That's the theory, at least. In practice, equity long/short Ucits funds have weathered things rather well. The majority of those we track are flat or slightly in the black year to date; the worst of the group have lost just 3 per cent, and volatility in all cases has been muted. One portfolio, Majedie Tortoise, has returned 18 per cent, ranking it among the very best in the UK funds universe so far in 2021.
Of course, this cohort is a relatively small group, and there are examples of DFM long/short picks that have struggled to keep up. The Lyxor/Sandler US Equity fund, for instance, is down 6 per cent year to date.
On the whole, however, DFMs’ alternative favourites will be content with their lot. Even trend-following strategies like Aspect Diversified Trends have posted positive returns so far this year – no doubt because undervalued shares increasingly resemble momentum plays themselves.
To find the real stragglers of the alternatives world, wealth managers should look to their former multi-asset absolute return fund favourites. Strategies run by Aviva Investors, Invesco and Standard Life Aberdeen had a better time of it for much of 2020, but each has shed 6 per cent in 2021. For all the equity market rotation, it’s the volatility in other asset classes – bonds chief among them – that’s likely had the biggest impact on alternatives offerings this year.
On the rise
On bonds specifically, the continued back-up in yields is making some parts of the market look more attractive.
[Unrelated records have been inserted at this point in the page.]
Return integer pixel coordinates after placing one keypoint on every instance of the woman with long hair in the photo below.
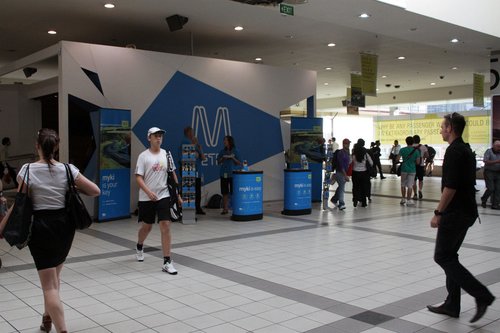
(360, 174)
(52, 233)
(229, 160)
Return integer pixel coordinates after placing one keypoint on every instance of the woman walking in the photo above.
(360, 174)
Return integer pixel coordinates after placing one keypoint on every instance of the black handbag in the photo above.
(175, 208)
(17, 231)
(76, 211)
(173, 190)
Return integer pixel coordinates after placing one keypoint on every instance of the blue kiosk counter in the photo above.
(297, 198)
(247, 195)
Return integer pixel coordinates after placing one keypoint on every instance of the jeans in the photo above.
(339, 192)
(451, 233)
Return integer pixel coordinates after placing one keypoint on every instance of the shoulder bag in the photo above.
(17, 231)
(76, 211)
(398, 170)
(173, 190)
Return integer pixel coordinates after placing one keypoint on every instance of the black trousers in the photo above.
(197, 185)
(451, 233)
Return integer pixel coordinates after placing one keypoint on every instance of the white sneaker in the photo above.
(139, 254)
(169, 268)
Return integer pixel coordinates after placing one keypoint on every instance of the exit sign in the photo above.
(286, 9)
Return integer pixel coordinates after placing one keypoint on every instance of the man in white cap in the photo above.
(151, 173)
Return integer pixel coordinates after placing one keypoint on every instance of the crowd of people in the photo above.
(52, 235)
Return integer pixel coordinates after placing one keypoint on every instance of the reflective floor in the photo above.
(358, 270)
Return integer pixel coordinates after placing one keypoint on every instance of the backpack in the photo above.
(432, 151)
(215, 201)
(335, 162)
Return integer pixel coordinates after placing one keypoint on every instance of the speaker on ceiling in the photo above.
(176, 22)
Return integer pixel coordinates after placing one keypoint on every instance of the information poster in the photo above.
(114, 164)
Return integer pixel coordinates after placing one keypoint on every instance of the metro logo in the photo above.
(221, 119)
(213, 114)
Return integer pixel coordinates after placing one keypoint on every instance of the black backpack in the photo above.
(334, 160)
(215, 201)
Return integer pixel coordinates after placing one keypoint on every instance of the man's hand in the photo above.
(435, 221)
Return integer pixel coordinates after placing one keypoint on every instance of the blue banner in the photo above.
(297, 190)
(114, 164)
(307, 139)
(247, 193)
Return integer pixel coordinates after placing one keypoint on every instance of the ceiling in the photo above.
(298, 41)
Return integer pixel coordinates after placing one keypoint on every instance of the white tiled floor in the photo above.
(358, 270)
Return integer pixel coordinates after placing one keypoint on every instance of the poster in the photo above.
(114, 164)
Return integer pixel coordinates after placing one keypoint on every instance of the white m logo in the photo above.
(221, 118)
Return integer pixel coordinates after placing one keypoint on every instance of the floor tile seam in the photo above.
(418, 238)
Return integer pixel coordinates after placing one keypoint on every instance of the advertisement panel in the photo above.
(114, 164)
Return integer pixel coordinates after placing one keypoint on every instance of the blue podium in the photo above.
(297, 192)
(247, 195)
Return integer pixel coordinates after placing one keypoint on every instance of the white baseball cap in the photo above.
(154, 130)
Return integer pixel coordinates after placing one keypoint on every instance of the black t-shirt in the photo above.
(459, 173)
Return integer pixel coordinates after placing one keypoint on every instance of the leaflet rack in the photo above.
(188, 180)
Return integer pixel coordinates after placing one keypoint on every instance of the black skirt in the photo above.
(51, 238)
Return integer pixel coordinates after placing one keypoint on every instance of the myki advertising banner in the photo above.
(247, 193)
(306, 135)
(114, 164)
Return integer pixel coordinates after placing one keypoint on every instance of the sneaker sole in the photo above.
(164, 270)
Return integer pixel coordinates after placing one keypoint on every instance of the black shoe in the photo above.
(480, 310)
(442, 310)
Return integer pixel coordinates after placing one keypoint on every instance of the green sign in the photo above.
(286, 9)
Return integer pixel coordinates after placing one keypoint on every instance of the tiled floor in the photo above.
(358, 270)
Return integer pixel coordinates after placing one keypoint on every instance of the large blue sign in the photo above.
(213, 114)
(297, 191)
(247, 195)
(114, 164)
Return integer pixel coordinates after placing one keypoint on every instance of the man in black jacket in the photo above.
(455, 213)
That’s according to Axa IM fixed income head Chris Iggo, who notes that long-dated US investment grade credit now yields more than 3 per cent – at a time when European credit yields just 1 per cent, and hedging costs are still relatively cheap.
For those able to take on more risk, there’s another asset class rising up the agenda. There's plenty of grisly country-specific news out there, but dollar-denominated EMD yields are also on the rise – and, as Iggo notes, one index of such bonds now yields 5.2 per cent.
As ever, when it comes to EMD decisions, there are competing factors at play. At the start of the year, very few fund firms were positive on the asset class. That was despite widespread expectations of dollar weakness, typically a boon for emerging market bonds.
A couple of months later, the dollar is confounding doubters again, and the prospect of higher US inflation and higher US rates is back on investors’ agenda. That would seemingly spell bigger problems for EMD. On the other hand, a booming US and a global recovery could help out emerging markets, particularly those that are commodity-focused.
Untangling these threads from one another is a difficult task, and it's hard to envisage a prolonged period in which EMD rallies but other parts of the bond universe continue to struggle. All the same, if yields continue to rise allocators might start looking a little more closely.
Boom or bust
Another datapoint confirming that January saw a surge in stock market interest from new and/or younger investors: Interactive Investor saw a 370 per cent increase in new accounts in the final two weeks of the month. Demand from 18-25 year olds rose by 1,200 per cent.
That last figure is undoubtedly starting from a low base. But it is the start of something. The FT last week discussed the likelihood – or otherwise – of such trends persisting, highlighting how the likes of the dotcom crash curtailed interest last time around.
Something similar could yet happen again. A devil’s advocate argument says this time is different: savers have proportionally larger cash piles, and the cryptocurrency mania has already made this group aware that losses can be fast and deep.
There's no telling how accurate those assumptions will be until a drawdown does arrive. In the meantime, companies are making hay: Interactive Investor is itself eyeing a flotation later this year.